In early trading on Wall Street, the Dow Jones Industrial Average .DJI fell 213.94 points, or 0.96%, to 22,113.54, the S&P 500 .SPX lost 25.35 points, or 0.97%, to 2,601.3 and the Nasdaq Composite .IXIC dropped 36.17 points, or 0.47%, to 7,737.98
Graphic: World Stocks IMAGE – here(1).PNG
“In spite of the significant sell-off of most growth-oriented assets since mid-February, we are concerned there is further downside ahead,” said Salman Baig, an investment manager at Unigestion.
“The violent market action should not be understated, but the underlying cause – an accelerating pandemic requiring large parts of the economy to shut down – is still with us.”

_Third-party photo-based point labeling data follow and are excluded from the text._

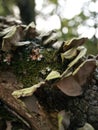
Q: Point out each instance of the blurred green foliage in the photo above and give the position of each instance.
(69, 27)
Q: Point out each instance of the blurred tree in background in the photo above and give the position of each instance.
(79, 25)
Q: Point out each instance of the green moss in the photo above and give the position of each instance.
(30, 72)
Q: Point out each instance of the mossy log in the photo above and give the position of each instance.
(64, 80)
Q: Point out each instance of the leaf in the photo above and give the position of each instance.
(10, 40)
(83, 73)
(69, 86)
(53, 75)
(82, 53)
(26, 91)
(11, 32)
(69, 54)
(31, 25)
(7, 30)
(87, 126)
(75, 42)
(63, 120)
(72, 85)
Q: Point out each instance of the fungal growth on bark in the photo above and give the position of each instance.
(46, 84)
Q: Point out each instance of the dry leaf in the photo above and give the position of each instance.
(69, 86)
(69, 54)
(27, 91)
(53, 75)
(75, 42)
(84, 71)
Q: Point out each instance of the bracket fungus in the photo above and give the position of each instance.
(30, 54)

The number of coronavirus infections globally is heading towards 800,000. But Deutsche Bank analysts noted that for two consecutive days, the global growth in new cases was below 10%, after exceeding that for most of the past two weeks.
Health officials are much more cautious. A World Health Organization official warned on Tuesday that even in the Asia-Pacific region, the epidemic was “far from over”.
Government bond yields rose slightly, with U.S. benchmark 10-year notes US10YT=RR down 8/32 in price to yield 0.6947%, from 0.671% late on Monday.
Oil prices rose off the 18-year lows hit on Monday after the United States and Russia agreed to talks to stabilize energy markets.
Crude prices have been hit by a double whammy, with U.S. crude at one point falling below $20 a barrel on Monday, as the virus outbreak cut demand worldwide and Saudi Arabia got into a price war with Russia.
Brent crude LCOc1 was up 65 cents, or 2.86%, at $23.41 a barrel, after closing on Monday at $22.76, its lowest finish since November 2002. nL4N2BO131
U.S. crude Clc1 climbed 5.6%, to $21.38 a barrel, after closing Monday at $20.09, its lowest since February 2002.
The dollar, measured against a basket of currencies, strengthened 0.4% to 99.652 =USD.